This is going to be one of those blog entries that is a bookmark work in progress. As I research the story of our breasts and bring in the context of cancer, I will modify this post into a whole chapter. Check back occasionally for updates.
My breasts are two of the smallest in the female population of my family, at least on my Mother’s side, yet I was still well endowed by the age of twelve. 36D breasts and a size 2 waist … I have no idea why I thought I was chunky as a teenager. Why do we torture our body image like that?
While I am no longer a size two – especially by 1980s standards – I did get back to my ideal size 4 self while working out at the gym, and am within a size of that now. I’m 5’4″ with my Mother’s sleek bone structure, so I try to err on the side of small. Except for my breasts. They are always the first and last body part to change size.
I learned the power of breasts at a young age … but immensely dislike having them talked to when my eyes are what you should be looking at during our conversation. At least outside the bedroom. Especially in the boardroom. Most certainly if we are on our first date. It’s a whole different game once we are erotically engaged. They are extremely sensitive for larger breasts … which apparently stretches the delicate nerves responsible for sensing stimuli.
We can debate the function of breasts – as it is largely cultural. In some countries, men and women would be bemused – perhaps a little horrified – that breasts were toyed with as a sexual pleasure. There is no doubt that the mammary primary function is to feed our offspring … but it’s not so unusual for them to have a secondary sexual function.
That’s like saying your hands are only available for grasping objects … not to caress.
My breasts swelled beyond 36DDs during my pregnancy and breastfeeding. Breastfeeding, along with my heathy diet were supposed to lessen my chance of getting breast cancer.
And my breasts turned against me.
Our breasts are, unfortunately, the body’s canary … one of the organs most likely to soak up toxins and pollution and express the negatives. Environmental, pesticides, alcohol, additives, medications … all transmit through breast milk. Alcohol changes the body’s estrogen receptors … the widely accepted limit of two drinks a day is too high for several cancers. One drink a week is a safer bet.
My breasts and my soul knew something was wrong before I did. I couldn’t look at the photo my friend posted on Facebook mid January – a carton of lemons depicting the signs of breast cancer. I didn’t have any sypmtoms except the last one.
Yet … I was diagnosed with highly invasive ductal carcinoma and Triple Negative Breast Cancer.
Dr. X, my handsome surgeon, performed a lumpectomy on my right breast and a sentinel node biopsy on the closest nodes sought out by the nuclear dye. I stormed, breasts first, onto the hospital scene in the Hello 911? I’m on fire! episode. My biggest worry at the time was not about my life, but about my breasts … Specifically Ms. Right. I need them both.
Dr. X was the last man to touch – and massage my whole breast.

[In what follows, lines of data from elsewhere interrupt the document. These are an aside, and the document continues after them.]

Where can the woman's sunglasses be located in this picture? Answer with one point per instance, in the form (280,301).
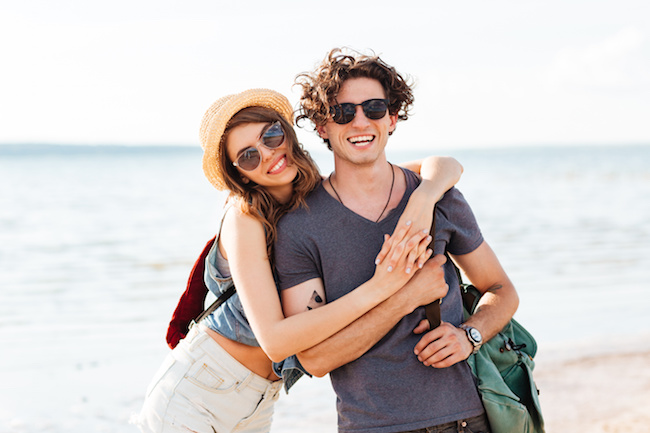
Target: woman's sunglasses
(373,109)
(249,159)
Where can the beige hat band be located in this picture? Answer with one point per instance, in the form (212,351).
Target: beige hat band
(219,114)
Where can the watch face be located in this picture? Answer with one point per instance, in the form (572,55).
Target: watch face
(475,335)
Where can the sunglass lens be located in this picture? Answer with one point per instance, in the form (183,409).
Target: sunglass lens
(374,108)
(274,136)
(343,113)
(249,160)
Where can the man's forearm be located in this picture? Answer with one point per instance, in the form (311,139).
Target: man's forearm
(355,339)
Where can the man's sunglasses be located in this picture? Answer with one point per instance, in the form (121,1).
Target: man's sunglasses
(249,159)
(373,109)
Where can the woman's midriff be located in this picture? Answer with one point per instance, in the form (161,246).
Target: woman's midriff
(250,357)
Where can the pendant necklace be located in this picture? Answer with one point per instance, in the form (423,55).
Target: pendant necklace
(390,194)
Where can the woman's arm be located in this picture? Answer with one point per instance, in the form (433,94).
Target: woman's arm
(243,243)
(439,174)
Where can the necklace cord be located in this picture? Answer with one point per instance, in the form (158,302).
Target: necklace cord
(390,194)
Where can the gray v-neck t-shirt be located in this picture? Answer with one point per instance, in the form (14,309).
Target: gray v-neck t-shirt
(387,389)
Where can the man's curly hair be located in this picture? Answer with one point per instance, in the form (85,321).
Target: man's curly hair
(320,87)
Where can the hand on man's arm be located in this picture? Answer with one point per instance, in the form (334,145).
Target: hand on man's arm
(447,344)
(350,343)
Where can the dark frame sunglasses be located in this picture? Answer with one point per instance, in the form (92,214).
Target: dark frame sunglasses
(272,138)
(374,109)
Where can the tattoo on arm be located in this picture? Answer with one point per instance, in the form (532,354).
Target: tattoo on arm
(315,301)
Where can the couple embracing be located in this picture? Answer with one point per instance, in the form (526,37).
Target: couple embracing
(331,274)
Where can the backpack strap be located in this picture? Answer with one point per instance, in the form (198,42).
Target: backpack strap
(432,310)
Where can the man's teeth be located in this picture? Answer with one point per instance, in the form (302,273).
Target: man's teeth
(363,139)
(278,165)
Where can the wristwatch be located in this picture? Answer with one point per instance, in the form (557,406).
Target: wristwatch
(474,336)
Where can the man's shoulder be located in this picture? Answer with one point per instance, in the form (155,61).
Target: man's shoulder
(313,202)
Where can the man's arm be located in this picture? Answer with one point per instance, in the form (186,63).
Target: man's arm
(447,344)
(350,343)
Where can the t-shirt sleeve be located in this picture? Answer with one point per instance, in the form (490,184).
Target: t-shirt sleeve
(466,235)
(295,260)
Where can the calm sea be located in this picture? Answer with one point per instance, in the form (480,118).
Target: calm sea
(96,244)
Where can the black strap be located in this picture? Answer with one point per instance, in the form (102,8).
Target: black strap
(220,300)
(432,310)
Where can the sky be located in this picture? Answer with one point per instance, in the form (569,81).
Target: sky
(486,73)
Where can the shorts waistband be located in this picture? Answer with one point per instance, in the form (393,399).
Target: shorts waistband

The morning after my first chemo infusion I woke up with a hot pink breast … Fifty shades of pink. The entire surface of Ms. Right was alarmingly red and swollen. My right breast should technically be smaller than my left, considering the size of the tumour and the amount of tissue Dr. X removed during the lumpectomy. He went right down to the chest wall. However, this breast was not much looking like the shortchanged twin. It’s commanding attention because along with that pinkness, there is considerable swelling and inflammation. My La Vie en Rose push up bra could not contain Ms. Right so she was spilling over the edge of the bra and pushing against the confines of space. It’s uncomfortable because the cup is leaving red indentation marks along the top and by the side seams … I’m still that puffy. My left breast had an angrier, poutier, darker sibling who looked like she’s walked on the wild side and crashed with her lipstick smeared all over.
Yet, even with post-surgery scars, I don’t feel ashamed to shed my pushup bra. My tummy – post 9lb 8oz baby is still the only body part I would exchange for my youth. At least my hips bones are still visible. Andrew’s* favourite handle.
Sherri says she starts the timer when new medical personnel come into the room … to see how fast I shed my clothes! That, however, doesn’t yet translate into my personal life.
From a symmetrical perspective, the right breast is slightly misshapen. The first incision extends 5 inches from mid-nipple to my right side. The sentinel node incision is 3 inches ending mid armpit. Ms. Right is looking a little deflated and off centered, but Dr. X assures me that she will be perfectly perky this time next year! Yes, I will have reconstruction surgery and end up with more perfect, perky breasts. I just pray they feel natural.
Stay abreast of developments,
P.S. PLEASE check your breasts today! Both men and women get breast cancer. 1 in 9 women in Canada. 1 in 5 will die.
*Name(s) changed to protect the guilty!